The aftermath of the recent matches with Ireland has hampered the UAE's plans to test new talent in Nepal.
ACC Twenty20 Cup: Revamp plans on hold for UAE as injuries take their toll
Just as UAE cricket looked set to take its biggest step yet towards a brave new national team, circumstance has intervened to dictate they have had to go back to the future.
The UAE will begin their ACC Twenty20 campaign in Nepal against Kuwait today with a side whose planned facelift has left it looking strangely familiar.
Given that certain guarantees of future progress have already been made, the stakes are relatively low for this tournament in Kathmandu.
Two teams will progress from there to play at the World Twenty20 qualifier in Dubai later this year, a competition which is the last step in trying to secure a place at the next March's main event in Bangladesh.
However, as hosts the UAE are assured of being there - meaning there will be no portentous slip ups as happened the last time this tournament was played. Back then, one loss meant the UAE's hopes of reaching the big show were scuppered at source.
As such, the intention was to use this ACC T20 to blood some new players, and recall others whose youth and fielding prowess would be valued in the 20-over format.
The best laid plans rarely do bear fruition, though.
A hard series of matches against Ireland brought with it some collateral damage.
Saqib Shah and Naemuddin Aslam, each of whom were pencilled in for important roles in Nepal, have had to withdraw from the trip due to matching shoulder injuries.
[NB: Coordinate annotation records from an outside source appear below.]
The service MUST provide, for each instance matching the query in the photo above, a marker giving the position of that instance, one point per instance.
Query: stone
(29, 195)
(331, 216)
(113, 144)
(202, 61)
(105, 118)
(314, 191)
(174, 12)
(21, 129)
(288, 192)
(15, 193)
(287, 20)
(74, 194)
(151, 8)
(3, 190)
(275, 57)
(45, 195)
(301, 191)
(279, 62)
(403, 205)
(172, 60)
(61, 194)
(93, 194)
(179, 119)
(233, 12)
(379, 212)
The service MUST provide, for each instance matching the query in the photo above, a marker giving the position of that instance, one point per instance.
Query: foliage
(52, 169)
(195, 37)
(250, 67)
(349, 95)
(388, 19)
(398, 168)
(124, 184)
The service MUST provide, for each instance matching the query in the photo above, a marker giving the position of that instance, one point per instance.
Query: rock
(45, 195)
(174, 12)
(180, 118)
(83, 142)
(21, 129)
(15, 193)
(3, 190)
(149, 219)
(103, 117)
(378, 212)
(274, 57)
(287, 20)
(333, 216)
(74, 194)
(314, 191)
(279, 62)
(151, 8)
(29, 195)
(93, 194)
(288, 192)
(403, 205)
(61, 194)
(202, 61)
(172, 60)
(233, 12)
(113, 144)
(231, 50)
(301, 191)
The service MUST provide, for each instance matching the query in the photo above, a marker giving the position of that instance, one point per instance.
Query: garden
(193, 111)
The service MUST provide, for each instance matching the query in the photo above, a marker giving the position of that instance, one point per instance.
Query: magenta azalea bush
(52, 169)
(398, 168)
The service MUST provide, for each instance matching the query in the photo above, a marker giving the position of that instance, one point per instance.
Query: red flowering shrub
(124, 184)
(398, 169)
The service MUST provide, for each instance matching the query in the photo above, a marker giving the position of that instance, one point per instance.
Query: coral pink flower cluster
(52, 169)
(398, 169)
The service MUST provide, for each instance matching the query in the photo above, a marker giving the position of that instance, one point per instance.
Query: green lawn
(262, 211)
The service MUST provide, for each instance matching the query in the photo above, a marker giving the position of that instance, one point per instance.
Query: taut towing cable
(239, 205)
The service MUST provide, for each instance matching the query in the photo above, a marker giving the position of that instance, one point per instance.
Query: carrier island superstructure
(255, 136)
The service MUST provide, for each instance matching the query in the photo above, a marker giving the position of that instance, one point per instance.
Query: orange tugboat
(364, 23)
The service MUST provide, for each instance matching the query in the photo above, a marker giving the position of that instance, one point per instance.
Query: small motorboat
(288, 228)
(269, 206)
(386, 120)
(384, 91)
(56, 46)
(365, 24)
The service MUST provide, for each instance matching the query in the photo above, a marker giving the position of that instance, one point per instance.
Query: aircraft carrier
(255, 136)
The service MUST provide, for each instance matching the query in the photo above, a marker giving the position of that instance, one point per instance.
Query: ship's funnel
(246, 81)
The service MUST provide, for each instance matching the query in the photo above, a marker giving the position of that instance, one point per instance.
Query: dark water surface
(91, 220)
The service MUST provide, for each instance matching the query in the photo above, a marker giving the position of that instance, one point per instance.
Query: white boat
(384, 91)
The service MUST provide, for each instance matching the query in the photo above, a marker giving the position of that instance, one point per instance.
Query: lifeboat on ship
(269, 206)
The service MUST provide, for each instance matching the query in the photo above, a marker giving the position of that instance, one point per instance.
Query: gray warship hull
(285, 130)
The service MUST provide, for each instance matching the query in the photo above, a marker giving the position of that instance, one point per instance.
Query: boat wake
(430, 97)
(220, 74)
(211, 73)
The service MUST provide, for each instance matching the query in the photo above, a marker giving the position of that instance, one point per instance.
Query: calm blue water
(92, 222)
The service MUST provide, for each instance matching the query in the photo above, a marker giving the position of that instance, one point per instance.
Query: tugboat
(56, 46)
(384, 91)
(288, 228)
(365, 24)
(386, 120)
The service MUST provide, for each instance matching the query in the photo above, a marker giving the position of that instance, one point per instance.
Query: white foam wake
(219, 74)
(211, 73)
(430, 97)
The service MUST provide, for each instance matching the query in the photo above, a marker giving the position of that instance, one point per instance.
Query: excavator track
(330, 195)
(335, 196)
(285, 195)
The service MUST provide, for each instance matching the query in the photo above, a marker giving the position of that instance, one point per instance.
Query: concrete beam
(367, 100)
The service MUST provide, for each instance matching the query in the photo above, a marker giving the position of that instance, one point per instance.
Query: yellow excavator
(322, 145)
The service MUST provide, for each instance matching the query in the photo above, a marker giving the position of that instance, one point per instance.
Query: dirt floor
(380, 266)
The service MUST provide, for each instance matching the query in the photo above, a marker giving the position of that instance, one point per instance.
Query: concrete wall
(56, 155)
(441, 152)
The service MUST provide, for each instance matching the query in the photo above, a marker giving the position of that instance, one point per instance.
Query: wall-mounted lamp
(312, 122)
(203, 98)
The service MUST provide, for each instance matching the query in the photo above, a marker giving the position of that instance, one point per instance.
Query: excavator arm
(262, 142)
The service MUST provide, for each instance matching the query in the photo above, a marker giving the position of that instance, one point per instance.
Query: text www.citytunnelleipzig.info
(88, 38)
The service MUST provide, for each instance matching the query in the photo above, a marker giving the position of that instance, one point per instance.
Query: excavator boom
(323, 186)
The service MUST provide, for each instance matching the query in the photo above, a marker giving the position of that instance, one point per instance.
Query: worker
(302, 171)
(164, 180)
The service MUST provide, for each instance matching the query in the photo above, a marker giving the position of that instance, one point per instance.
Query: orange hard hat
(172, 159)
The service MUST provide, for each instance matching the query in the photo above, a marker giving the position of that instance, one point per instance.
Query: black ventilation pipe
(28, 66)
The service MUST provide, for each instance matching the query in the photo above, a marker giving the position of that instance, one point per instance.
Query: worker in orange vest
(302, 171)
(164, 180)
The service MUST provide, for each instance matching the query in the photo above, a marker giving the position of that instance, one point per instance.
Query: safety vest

Shaiman Anwar, too, has also been cut from the tour party to Nepal after the Ireland series.
In their place the names of two UAE mainstays, Arshad Ali and Swapnil Patil, have been added, while Amjad Ali, who has been on the fringes of the team for years, gets another chance to impress.
It means more experience to lean on for the new captain, Ahmed Raza, who is leading the squad for the first time in the absence of the long-serving Khurram Khan.
"As a leader, every individual is different," Raza said. "When you have that authority given to you, you are answerable to yourself.
"If we lose or if we win, I take that all as part of the learning curve.
"I have learnt a lot playing with these guys and captaining them, as well as making my own decisions.
"Sometimes it goes right sometimes it goes wrong but in the end you learn how to make decisions."
The T20 tournament in Nepal does provide a first glimpse in competitive action of Adil Reyal, the new all-rounder from Farooq CC.
Aaqib Javed, the coach, deems the 22-year-old Sri Lankan an "outstanding" addition to the side, particularly because of his capabilities in the field.
Raza will also be happy to have a new live wire to help ease the fielding burden that has usually relied heavily on himself and Rohan Mustafa until now.
"T20 demands young legs," Raza said. "You need someone who can be agile in the field, bowl three overs, maybe bat at No 7.
"Players who are bits and pieces cricketers start with T20 then establish themselves in the longer versions."